АСТ, Москва, 2013 — 544 стр. Тираж — 25 000 экз.
Улицкая выступила в качестве автора-составителя сборника рассказов о жизни поколения, чье детство пришлось на послевоенные годы. Прошлым летом писательница объявила литературный конкурс «После Великой Победы», из шести сотен писем выбрала некоторое количество и объединила эту выборку собственными эссеистическими предисловиями. В сочетании с винтажными фотографиями из авторских архивов и запасников историко-благотворительного общества «Мемориал»* сборник выглядит как небольшой, всенародно подготовленный справочный альманах.
Словно в пику этому ощущению рассказы поделены на полтора десятка глав с вполне энциклопедическими названиями: «Ели», «Пили», «Мылись», «Жизнь двора», «Животные», «Детдом» и так далее. Коротенькие сюжеты, в основном, повествует о вещах совершенно обыденных (и нет здесь историй о разгрузке многотонного состава, под завязку набитого сталинскими мемуарами), но под слоем полувековой пыли кажущихся то ли страшноватой экзотикой, то ли сложносочиненным гротеском. Лепешки из лебеды, хлеб по карточкам и общегородские походы в баню, перешитые в юбку пальто и один коммунальный телефон на двадцать человек, страхи перед «черными воронками», школьные тетради из газетных разворотов, в которых нужно писать между строчками.... В прологе Улицкая пишет, что задумывался этот сборник для того, чтобы показать, так сказать, физиономию эпохи: «Если мы не расскажем своим детям, они не будут знать, что значили слова Сталин, победа, коммуналка, этап, свидание, партсобрание.... Не поймут, что значит довесок (к буханке хлеба), новые ботинки или военная форма отца...». Так и получается — маленький, нестройный парад маленьких, нестройных нюансов малознакомой нам жизни.
Некоторые истории, как это часто бывает в процессе знакомства с документальной беллетристикой, проскальзывают перед глазами, оставляя после себя серенький флёр ординарности; другие хочется пересказывать — как, например, сюжет о директоре одного из пионерлагерей, куда после войны отправляли детей, чтобы те хоть немного отъелись на казенном пайке. Поскольку и этого пайка, по-хорошему, не хватало, он придумал причудливый способ для того, чтобы подкармливать своих воспитанников. Каждый день шестерых ребят отправляли в соседнюю деревню за хлебом. Принести в лагерь требовалось тринадцать буханок и, поскольку рук на всё не хватало, одну буханку ребята всегда съедали, после чего долго и стыдливо оправдывались, придумывая ворох отговорок для своего проступка. Много лет спустя автор узнал, что директор специально заказывал у своего бывшего фронтового товарища, работавшего в пекарне, на одну буханку больше...

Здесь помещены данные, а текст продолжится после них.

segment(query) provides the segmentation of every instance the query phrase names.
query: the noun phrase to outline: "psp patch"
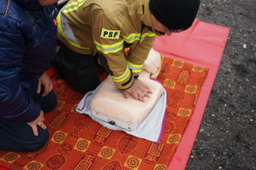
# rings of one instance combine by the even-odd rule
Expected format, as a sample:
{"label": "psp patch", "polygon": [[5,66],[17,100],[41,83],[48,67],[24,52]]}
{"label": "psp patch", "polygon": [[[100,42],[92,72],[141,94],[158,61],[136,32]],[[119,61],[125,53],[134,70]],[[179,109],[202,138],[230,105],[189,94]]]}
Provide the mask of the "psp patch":
{"label": "psp patch", "polygon": [[100,37],[106,39],[119,39],[121,30],[107,30],[102,28]]}

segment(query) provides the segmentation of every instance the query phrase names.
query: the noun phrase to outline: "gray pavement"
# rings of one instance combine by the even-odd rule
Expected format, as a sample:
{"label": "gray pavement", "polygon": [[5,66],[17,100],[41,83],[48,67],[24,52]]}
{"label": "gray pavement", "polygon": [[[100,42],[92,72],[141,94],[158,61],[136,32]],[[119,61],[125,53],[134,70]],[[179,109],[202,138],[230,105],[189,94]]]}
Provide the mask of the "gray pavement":
{"label": "gray pavement", "polygon": [[202,0],[198,19],[230,33],[186,170],[254,170],[256,0]]}

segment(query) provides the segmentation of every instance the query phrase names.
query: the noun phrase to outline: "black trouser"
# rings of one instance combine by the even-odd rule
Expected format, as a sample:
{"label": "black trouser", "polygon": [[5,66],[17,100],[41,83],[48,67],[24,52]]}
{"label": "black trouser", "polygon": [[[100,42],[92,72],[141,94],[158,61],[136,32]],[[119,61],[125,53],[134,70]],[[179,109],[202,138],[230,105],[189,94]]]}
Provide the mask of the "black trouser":
{"label": "black trouser", "polygon": [[[37,85],[35,85],[37,86]],[[33,99],[41,106],[45,113],[52,110],[57,106],[57,97],[51,91],[46,97],[35,94]],[[14,120],[0,119],[0,150],[35,151],[43,148],[48,141],[49,132],[47,129],[42,129],[38,126],[39,136],[34,136],[31,126],[27,122]]]}
{"label": "black trouser", "polygon": [[53,60],[53,66],[74,90],[86,94],[99,85],[95,67],[96,57],[77,53],[60,43],[60,50]]}

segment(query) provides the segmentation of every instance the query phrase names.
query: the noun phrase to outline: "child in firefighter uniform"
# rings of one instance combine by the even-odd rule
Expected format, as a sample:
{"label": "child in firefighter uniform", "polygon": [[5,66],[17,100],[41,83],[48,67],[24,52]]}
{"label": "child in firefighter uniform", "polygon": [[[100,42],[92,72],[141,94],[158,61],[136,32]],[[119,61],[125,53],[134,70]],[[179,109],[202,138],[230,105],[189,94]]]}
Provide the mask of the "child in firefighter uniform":
{"label": "child in firefighter uniform", "polygon": [[53,64],[86,93],[99,84],[99,62],[125,97],[143,102],[152,91],[137,77],[156,34],[188,29],[199,6],[199,0],[70,0],[58,14],[60,50]]}

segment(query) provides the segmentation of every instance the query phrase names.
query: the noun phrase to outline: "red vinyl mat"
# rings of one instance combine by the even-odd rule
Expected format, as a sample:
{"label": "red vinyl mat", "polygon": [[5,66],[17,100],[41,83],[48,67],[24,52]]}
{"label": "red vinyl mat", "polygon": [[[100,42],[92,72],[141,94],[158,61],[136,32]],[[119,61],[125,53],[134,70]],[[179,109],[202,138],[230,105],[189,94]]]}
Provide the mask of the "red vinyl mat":
{"label": "red vinyl mat", "polygon": [[58,106],[45,115],[48,144],[32,153],[2,150],[0,165],[33,170],[185,169],[229,32],[196,20],[184,32],[157,38],[153,48],[164,56],[158,79],[168,95],[161,144],[108,130],[76,113],[83,95],[57,79]]}
{"label": "red vinyl mat", "polygon": [[229,28],[195,20],[191,28],[158,37],[153,48],[164,56],[209,68],[205,82],[190,121],[168,169],[184,170],[188,160],[216,74],[227,43]]}

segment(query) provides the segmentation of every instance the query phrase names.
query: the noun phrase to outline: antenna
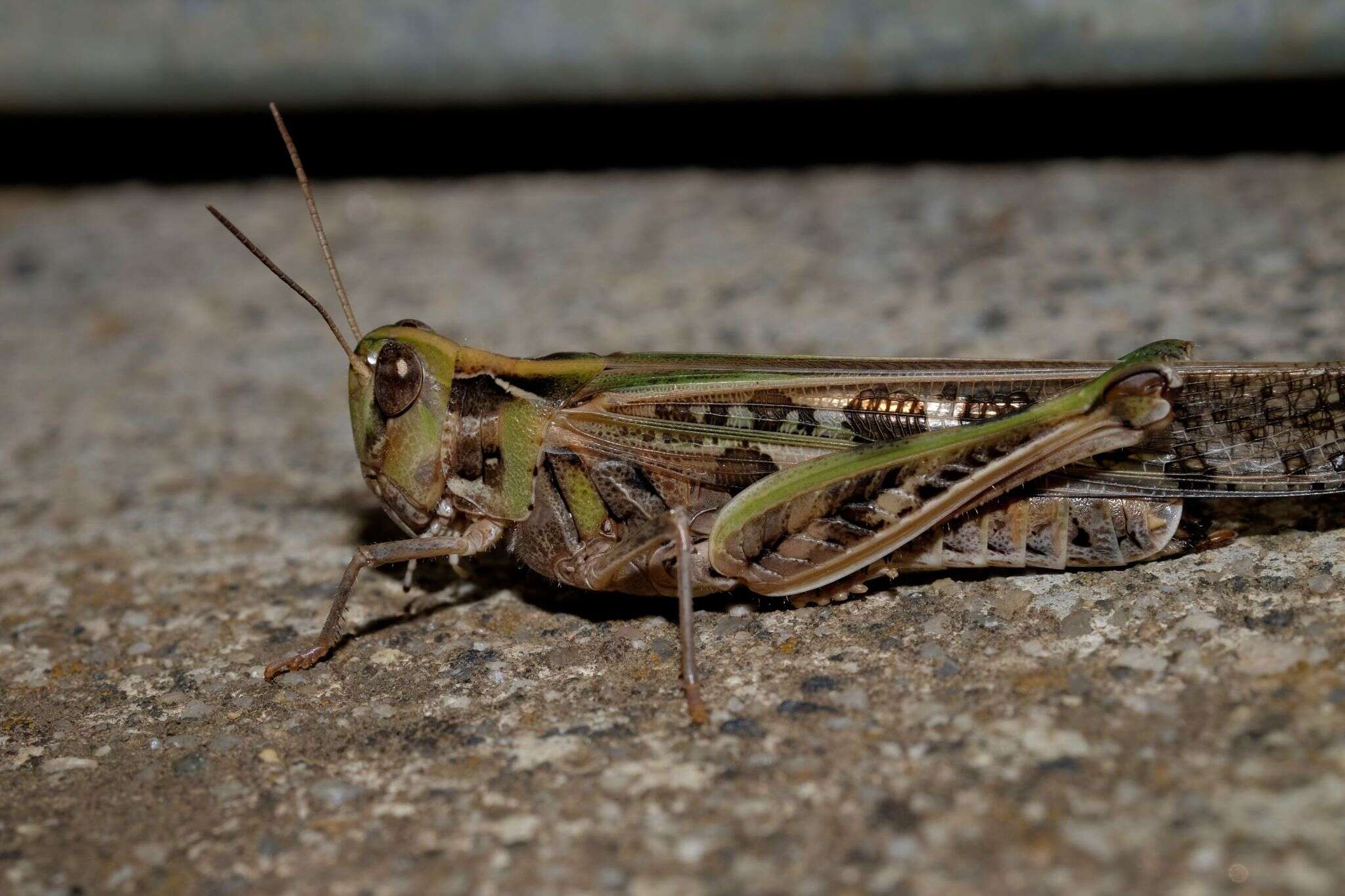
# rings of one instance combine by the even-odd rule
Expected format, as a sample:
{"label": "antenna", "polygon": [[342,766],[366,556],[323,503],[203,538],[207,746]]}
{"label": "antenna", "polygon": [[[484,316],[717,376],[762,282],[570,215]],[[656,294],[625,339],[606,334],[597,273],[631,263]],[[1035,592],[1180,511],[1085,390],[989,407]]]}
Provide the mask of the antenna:
{"label": "antenna", "polygon": [[308,216],[313,220],[313,231],[317,232],[317,244],[323,247],[323,258],[327,259],[327,273],[332,275],[332,286],[336,287],[336,298],[340,300],[340,308],[346,312],[346,322],[350,324],[350,332],[355,334],[355,343],[359,343],[359,324],[355,322],[355,312],[350,309],[350,298],[346,297],[346,286],[340,282],[340,271],[336,270],[336,259],[332,258],[331,246],[327,244],[327,234],[323,231],[323,219],[317,216],[317,203],[313,201],[313,191],[308,185],[308,175],[304,173],[304,164],[299,161],[299,150],[295,149],[295,141],[289,138],[289,130],[285,128],[285,120],[280,117],[280,109],[276,103],[270,103],[270,116],[276,120],[276,126],[280,128],[280,136],[285,141],[285,149],[289,150],[289,161],[295,165],[295,173],[299,176],[299,188],[304,191],[304,201],[308,203]]}
{"label": "antenna", "polygon": [[215,208],[214,206],[206,206],[206,211],[208,211],[211,215],[214,215],[215,220],[218,220],[221,224],[223,224],[225,230],[227,230],[230,234],[233,234],[234,238],[237,238],[238,242],[242,243],[243,247],[247,251],[250,251],[253,255],[256,255],[257,261],[260,261],[262,265],[265,265],[270,270],[272,274],[274,274],[276,277],[278,277],[280,281],[282,283],[285,283],[285,286],[288,286],[292,290],[295,290],[296,293],[299,293],[304,298],[305,302],[308,302],[309,305],[312,305],[313,308],[317,309],[317,313],[323,316],[324,321],[327,321],[327,326],[328,326],[328,329],[331,329],[332,336],[335,336],[336,341],[340,343],[342,351],[346,352],[346,359],[350,361],[350,368],[352,371],[355,371],[355,375],[359,376],[359,379],[367,380],[369,375],[370,375],[369,373],[369,365],[360,363],[360,360],[358,357],[355,357],[355,352],[350,351],[350,345],[346,343],[346,337],[340,334],[340,329],[338,329],[336,321],[334,321],[332,316],[327,313],[327,309],[321,306],[321,302],[319,302],[316,298],[313,298],[312,296],[309,296],[308,290],[305,290],[303,286],[300,286],[299,283],[296,283],[295,279],[289,274],[286,274],[285,271],[280,270],[280,267],[276,265],[276,262],[273,262],[269,258],[266,258],[266,253],[264,253],[260,249],[257,249],[257,244],[253,240],[247,239],[241,230],[238,230],[237,227],[234,227],[234,223],[231,220],[229,220],[222,214],[219,214],[218,208]]}

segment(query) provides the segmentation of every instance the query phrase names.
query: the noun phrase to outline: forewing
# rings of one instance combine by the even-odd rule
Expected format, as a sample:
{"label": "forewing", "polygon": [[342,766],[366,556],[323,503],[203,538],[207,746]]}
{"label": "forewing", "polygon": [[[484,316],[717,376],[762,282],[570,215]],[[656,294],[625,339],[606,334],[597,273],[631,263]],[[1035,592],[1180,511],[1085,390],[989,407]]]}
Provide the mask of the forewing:
{"label": "forewing", "polygon": [[[573,447],[736,492],[865,442],[1024,410],[1102,361],[615,355],[558,414]],[[1345,490],[1345,367],[1176,365],[1173,426],[1041,481],[1112,497]]]}

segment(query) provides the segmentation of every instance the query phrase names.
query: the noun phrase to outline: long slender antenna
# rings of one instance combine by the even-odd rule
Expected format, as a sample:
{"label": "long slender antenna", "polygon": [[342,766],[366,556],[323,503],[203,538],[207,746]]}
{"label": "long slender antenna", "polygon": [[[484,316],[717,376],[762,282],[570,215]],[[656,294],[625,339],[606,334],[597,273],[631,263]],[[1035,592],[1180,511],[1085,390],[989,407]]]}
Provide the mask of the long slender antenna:
{"label": "long slender antenna", "polygon": [[327,244],[327,234],[323,231],[323,219],[317,216],[317,203],[313,201],[313,191],[308,187],[308,175],[304,173],[304,164],[299,161],[299,150],[295,149],[295,141],[289,138],[289,130],[285,128],[285,120],[280,117],[280,109],[276,103],[270,103],[270,116],[276,120],[276,126],[280,128],[280,136],[285,141],[285,149],[289,150],[289,161],[295,165],[295,173],[299,175],[299,188],[304,191],[304,200],[308,203],[308,216],[313,220],[313,230],[317,232],[317,243],[323,247],[323,258],[327,259],[327,273],[332,275],[332,286],[336,287],[336,298],[340,300],[340,308],[346,312],[346,322],[350,324],[350,332],[355,334],[355,343],[359,343],[359,324],[355,322],[355,312],[350,309],[350,298],[346,297],[346,286],[340,282],[340,271],[336,270],[336,259],[332,258],[331,246]]}
{"label": "long slender antenna", "polygon": [[264,253],[260,249],[257,249],[257,244],[253,240],[250,240],[246,236],[243,236],[243,232],[241,230],[238,230],[237,227],[234,227],[234,222],[229,220],[222,214],[219,214],[218,208],[215,208],[214,206],[206,206],[206,211],[208,211],[211,215],[214,215],[215,220],[218,220],[221,224],[223,224],[225,230],[227,230],[230,234],[233,234],[234,238],[238,239],[238,242],[242,243],[243,247],[247,251],[250,251],[253,255],[256,255],[257,261],[260,261],[262,265],[265,265],[270,270],[272,274],[274,274],[276,277],[278,277],[280,281],[282,283],[285,283],[285,286],[288,286],[292,290],[295,290],[296,293],[299,293],[304,298],[305,302],[308,302],[309,305],[312,305],[313,308],[317,309],[317,313],[323,316],[324,321],[327,321],[327,328],[331,329],[332,336],[335,336],[336,341],[340,343],[342,351],[346,352],[346,359],[350,361],[351,369],[355,371],[355,375],[359,376],[359,379],[367,380],[369,379],[369,365],[360,363],[360,360],[358,357],[355,357],[355,352],[350,351],[350,344],[346,341],[346,337],[340,334],[340,329],[336,326],[336,321],[334,321],[332,316],[327,313],[327,309],[321,306],[321,302],[319,302],[316,298],[313,298],[312,296],[309,296],[308,290],[305,290],[303,286],[300,286],[299,283],[296,283],[295,279],[289,274],[286,274],[285,271],[280,270],[280,267],[276,265],[276,262],[273,262],[269,258],[266,258],[266,253]]}

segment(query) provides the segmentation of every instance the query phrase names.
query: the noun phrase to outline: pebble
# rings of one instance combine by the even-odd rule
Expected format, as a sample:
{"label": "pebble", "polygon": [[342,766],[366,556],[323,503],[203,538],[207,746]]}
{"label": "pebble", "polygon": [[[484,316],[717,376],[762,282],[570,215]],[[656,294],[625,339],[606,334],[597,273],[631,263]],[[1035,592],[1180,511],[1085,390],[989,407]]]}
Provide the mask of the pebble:
{"label": "pebble", "polygon": [[835,712],[831,707],[823,707],[810,700],[781,700],[775,708],[781,716],[806,716],[814,712]]}
{"label": "pebble", "polygon": [[869,711],[869,692],[863,688],[846,688],[845,690],[838,690],[833,700],[838,707],[845,707],[846,709],[854,709],[857,712]]}
{"label": "pebble", "polygon": [[97,768],[97,759],[85,759],[83,756],[56,756],[42,763],[42,770],[47,774],[54,774],[58,771],[78,771],[82,768]]}
{"label": "pebble", "polygon": [[137,844],[130,854],[147,865],[163,865],[168,861],[168,852],[164,844]]}
{"label": "pebble", "polygon": [[820,690],[835,690],[837,680],[830,676],[812,676],[803,681],[803,693],[818,693]]}
{"label": "pebble", "polygon": [[761,731],[761,725],[752,721],[751,719],[729,719],[722,725],[720,725],[720,733],[733,735],[734,737],[763,737],[765,732]]}
{"label": "pebble", "polygon": [[1092,634],[1092,613],[1088,610],[1075,610],[1060,621],[1061,638],[1081,638]]}
{"label": "pebble", "polygon": [[308,789],[308,795],[327,809],[340,809],[346,803],[359,799],[363,793],[363,787],[342,780],[340,778],[323,778],[313,782]]}
{"label": "pebble", "polygon": [[190,752],[172,764],[172,770],[179,775],[194,775],[206,767],[206,758],[196,752]]}
{"label": "pebble", "polygon": [[1336,579],[1329,572],[1319,572],[1307,580],[1307,590],[1313,594],[1330,594],[1336,588]]}
{"label": "pebble", "polygon": [[218,735],[210,742],[210,750],[211,752],[226,752],[237,747],[239,739],[235,735]]}
{"label": "pebble", "polygon": [[204,700],[190,700],[187,705],[182,708],[178,713],[179,719],[204,719],[210,715],[210,704]]}
{"label": "pebble", "polygon": [[920,627],[924,629],[925,634],[940,635],[948,629],[948,614],[936,613],[925,619],[925,623]]}

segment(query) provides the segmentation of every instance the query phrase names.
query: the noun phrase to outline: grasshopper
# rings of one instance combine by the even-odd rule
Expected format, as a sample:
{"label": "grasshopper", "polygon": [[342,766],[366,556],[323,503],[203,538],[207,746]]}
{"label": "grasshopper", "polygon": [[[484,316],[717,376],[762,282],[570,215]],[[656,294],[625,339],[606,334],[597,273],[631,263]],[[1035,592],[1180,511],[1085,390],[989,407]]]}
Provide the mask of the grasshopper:
{"label": "grasshopper", "polygon": [[745,587],[795,603],[958,567],[1116,567],[1217,547],[1189,496],[1345,490],[1345,361],[1198,363],[1165,340],[1116,363],[562,353],[521,359],[402,320],[360,333],[299,153],[272,114],[354,334],[364,481],[406,539],[358,548],[308,649],[340,637],[359,572],[504,544],[593,591],[678,600],[682,686],[699,690],[693,600]]}

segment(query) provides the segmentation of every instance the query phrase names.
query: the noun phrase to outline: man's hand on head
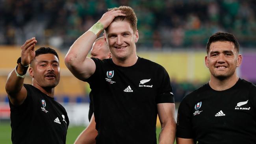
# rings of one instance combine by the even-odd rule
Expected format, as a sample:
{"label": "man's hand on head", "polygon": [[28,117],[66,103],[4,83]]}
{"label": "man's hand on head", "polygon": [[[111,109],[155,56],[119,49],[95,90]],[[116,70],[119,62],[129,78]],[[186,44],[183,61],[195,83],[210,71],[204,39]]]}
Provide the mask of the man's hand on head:
{"label": "man's hand on head", "polygon": [[37,41],[35,37],[27,40],[21,46],[21,64],[27,66],[34,59],[35,56],[35,46]]}
{"label": "man's hand on head", "polygon": [[125,16],[125,14],[122,13],[120,10],[112,9],[104,14],[98,21],[103,25],[104,28],[105,29],[110,24],[115,17]]}

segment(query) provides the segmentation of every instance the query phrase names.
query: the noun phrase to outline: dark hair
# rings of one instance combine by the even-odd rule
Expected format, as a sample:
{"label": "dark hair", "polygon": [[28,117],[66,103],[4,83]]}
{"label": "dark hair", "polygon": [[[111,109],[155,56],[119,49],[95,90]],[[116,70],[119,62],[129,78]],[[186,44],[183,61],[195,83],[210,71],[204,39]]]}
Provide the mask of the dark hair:
{"label": "dark hair", "polygon": [[49,47],[45,48],[42,47],[37,50],[35,51],[35,57],[40,55],[47,54],[51,54],[56,55],[57,57],[58,58],[58,59],[59,60],[59,55],[58,55],[58,54],[57,54],[57,52],[56,52],[55,50]]}
{"label": "dark hair", "polygon": [[207,54],[209,52],[211,44],[217,41],[228,41],[233,42],[235,45],[235,48],[237,51],[237,52],[239,53],[239,43],[236,37],[231,33],[219,31],[211,35],[209,38],[206,46]]}
{"label": "dark hair", "polygon": [[[113,22],[126,21],[131,24],[134,32],[136,31],[137,29],[137,17],[132,7],[127,6],[121,6],[118,7],[108,9],[108,10],[110,11],[112,9],[120,10],[122,13],[126,15],[125,16],[119,16],[115,17]],[[108,28],[106,28],[106,30],[108,31]]]}

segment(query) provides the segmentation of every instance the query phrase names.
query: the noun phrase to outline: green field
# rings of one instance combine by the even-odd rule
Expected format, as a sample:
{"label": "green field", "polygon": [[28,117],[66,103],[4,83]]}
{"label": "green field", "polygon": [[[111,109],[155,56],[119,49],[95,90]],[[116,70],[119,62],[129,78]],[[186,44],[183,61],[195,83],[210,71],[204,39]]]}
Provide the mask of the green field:
{"label": "green field", "polygon": [[[74,143],[77,136],[85,128],[85,127],[84,126],[70,126],[69,127],[67,135],[66,143],[67,144]],[[158,135],[160,130],[161,129],[160,128],[158,128],[156,129],[158,141]],[[1,144],[11,144],[11,129],[10,123],[8,122],[0,123],[0,143]]]}

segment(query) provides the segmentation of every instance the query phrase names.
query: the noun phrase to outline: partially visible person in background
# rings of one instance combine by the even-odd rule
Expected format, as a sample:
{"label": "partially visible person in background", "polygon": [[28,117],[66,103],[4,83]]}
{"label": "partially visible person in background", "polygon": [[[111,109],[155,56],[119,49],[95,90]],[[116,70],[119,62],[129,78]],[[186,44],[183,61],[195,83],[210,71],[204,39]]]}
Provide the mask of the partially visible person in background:
{"label": "partially visible person in background", "polygon": [[[98,38],[93,43],[91,50],[91,56],[102,60],[111,58],[111,53],[106,44],[104,37]],[[89,96],[90,104],[88,118],[90,126],[88,126],[80,134],[75,142],[76,144],[95,144],[96,142],[95,138],[97,136],[97,131],[95,127],[96,124],[93,114],[93,96],[91,92]]]}
{"label": "partially visible person in background", "polygon": [[206,52],[210,81],[180,103],[177,144],[256,144],[256,87],[237,74],[242,62],[237,40],[216,33]]}
{"label": "partially visible person in background", "polygon": [[[65,144],[69,118],[54,98],[60,79],[59,56],[50,48],[35,51],[37,42],[33,37],[21,46],[18,65],[7,78],[11,140],[13,144]],[[23,83],[30,65],[32,85]]]}
{"label": "partially visible person in background", "polygon": [[[109,59],[111,58],[111,53],[106,44],[104,40],[104,37],[102,37],[96,39],[93,44],[93,46],[91,50],[91,57],[98,58],[100,60]],[[89,113],[88,114],[89,121],[93,113],[93,98],[91,92],[90,92],[90,106]]]}

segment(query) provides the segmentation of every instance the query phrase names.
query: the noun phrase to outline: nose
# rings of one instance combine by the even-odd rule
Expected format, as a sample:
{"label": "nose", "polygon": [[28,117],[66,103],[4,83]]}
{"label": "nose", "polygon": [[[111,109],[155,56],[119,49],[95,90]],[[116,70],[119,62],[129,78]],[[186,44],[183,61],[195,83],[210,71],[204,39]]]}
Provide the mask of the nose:
{"label": "nose", "polygon": [[117,36],[117,44],[121,45],[123,43],[122,38],[121,36],[118,35]]}
{"label": "nose", "polygon": [[52,65],[48,65],[47,66],[47,71],[54,71],[54,69],[53,68],[53,67]]}
{"label": "nose", "polygon": [[225,56],[223,54],[220,54],[218,57],[217,62],[219,63],[225,63]]}

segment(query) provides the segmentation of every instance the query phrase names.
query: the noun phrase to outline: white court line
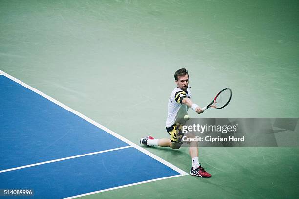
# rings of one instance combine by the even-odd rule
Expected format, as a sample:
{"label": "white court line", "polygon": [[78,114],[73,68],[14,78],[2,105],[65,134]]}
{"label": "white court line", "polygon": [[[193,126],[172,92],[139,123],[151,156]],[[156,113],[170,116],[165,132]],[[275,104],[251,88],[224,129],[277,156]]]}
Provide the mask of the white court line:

Единственный и, в значительной степени, парадоксальный недостаток сборника, о котором невозможно не сказать — это авторитарная редактура. Если вы раньше читали какие-нибудь рассказы Улицкой, то безошибочно распознаете в подавляющем числе сюжетов её уникальные авторские интонации, вытесняющие стилистический и языковой колорит рассказов; собственно, вы не угадаете даже возраста автора (не говоря уж о происхождении), если на то нет намека в самом тексте. Это тем обиднее, что читать главы разрешено в любом порядке; кажется даже, что можно вложить в книгу пару листков бумаги и дописать на них истории, услышанные от пожилых родственников, тем самым добавив пару персональных штрихов в «портрет эпохи». Но ...
P.S. Уже известно, что спектакль по «Детству 45-53» скоро поставят в Большом драматическом театре. Повышенное внимание современных литераторов к документальным историям возвращается к ним сторицей — как со стороны театра и кинематографа, так и со стороны публики. Столь высокий, среди значимых и потенциально успешных книжных новинок, процент работ, выстроенных на документальном материале, обозначает интересную, на мой взгляд, дискуссивную проблему — а лично вы не устали от живых, непридуманных историй?
Евгений Мельников
*Организация внесена Минюстом в реестр НКО, выполняющих функции иностранного агента.